Vochtig subtropische klimaten die in het classificatiesysteem van Köppen de code Cwa (droog-subtropisch) hebben worden in het algemeen gekarakteriseerd door drogere winters dan die met de code Cfa (vochtig-subtropisch). Deze laatste categorie komt het meeste voor[2]. Volgens de Köppen-definitie moet in een vochtig-subtropische klimaatzone de gemiddelde temperatuur van de koudste maand van het jaar tussen de −3 °C en 18 °C liggen en in de warmste maand meer dan 22 °C bedragen. Er wordt verder onderscheid gemaakt tussen een droog en een nat seizoen. Van een droog seizoen is sprake wanneer de neerslag in de winter minder dan tien procent van die van de natste zomermaand bedraagt (Köppen: w). Wanneer dit verschil meer dan tien procent bedraagt en er gedurende elke zomermaand ten minste 40 mm neerslag valt òf meer dan 113× zoveel als in de natste wintermaand, is sprake van een nat seizoen (Köppen: f)[3]
Vochtige-subtropische klimaten worden aangetroffen in het zuidoostelijke deel van alle continenten behalve Antarctica. Zowel op het noordelijk als op het zuidelijk halfrond liggen ze tussen de 20e-25e en de 35e-45e breedtegraad, waarna ze overgaan in andere klimaattypen zoals het vochtig continentaal klimaat. Twee uitzonderingen in Europa op deze regel zijn de Povlakte en Toulouse, waar de vochtig subtropische klimaatzone tot aan de 46e breedtegraad reikt.
In het grootste deel van Europa overheerst een zeeklimaat, doordat er vanaf de Atlantische Oceaan voortdurend een aanlandige wind waait.
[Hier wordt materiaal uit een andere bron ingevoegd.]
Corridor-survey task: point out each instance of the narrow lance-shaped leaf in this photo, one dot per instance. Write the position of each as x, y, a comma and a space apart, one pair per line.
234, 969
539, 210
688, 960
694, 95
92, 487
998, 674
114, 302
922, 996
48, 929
In sommige gebieden is de gemiddelde zomertemperatuur echter te hoog (> 22 °C in de warmste maand) om als deel van een zeeklimaat te kunnen worden aangemerkt. Dit geldt met name voor de volgende gebieden: Zuid-Frankrijk, Noord-Italië, het Iberisch Schiereiland, de kusten van Kroatië en Slovenië, een groot deel van Servië en Kosovo, het noordwesten van Bulgarije, delen van Roemenië, zuidoostelijk Oekraïne, westelijk Georgië en Azerbeidzjan. Hier valt veel zomerse neerslag en is er geen enkele maand waarin de gemiddelde temperatuur onder het vriespunt komt. Al deze klimaatzones hebben volgens het classificatiesysteem van Köppen de code Cfa.
Ook sommige eilanden die deel uitmaken van de Azoren - zoals het eiland Corvo - hebben een Cfa-klimaat. De winters zijn hier uitermate mild met een gemiddelde temperatuur van > 13 °C en ook regenachtig. De zomers zijn eveneens nat en daarnaast warm met een gemiddelde seizoenstemperatuur van 22 °C - 23 °C.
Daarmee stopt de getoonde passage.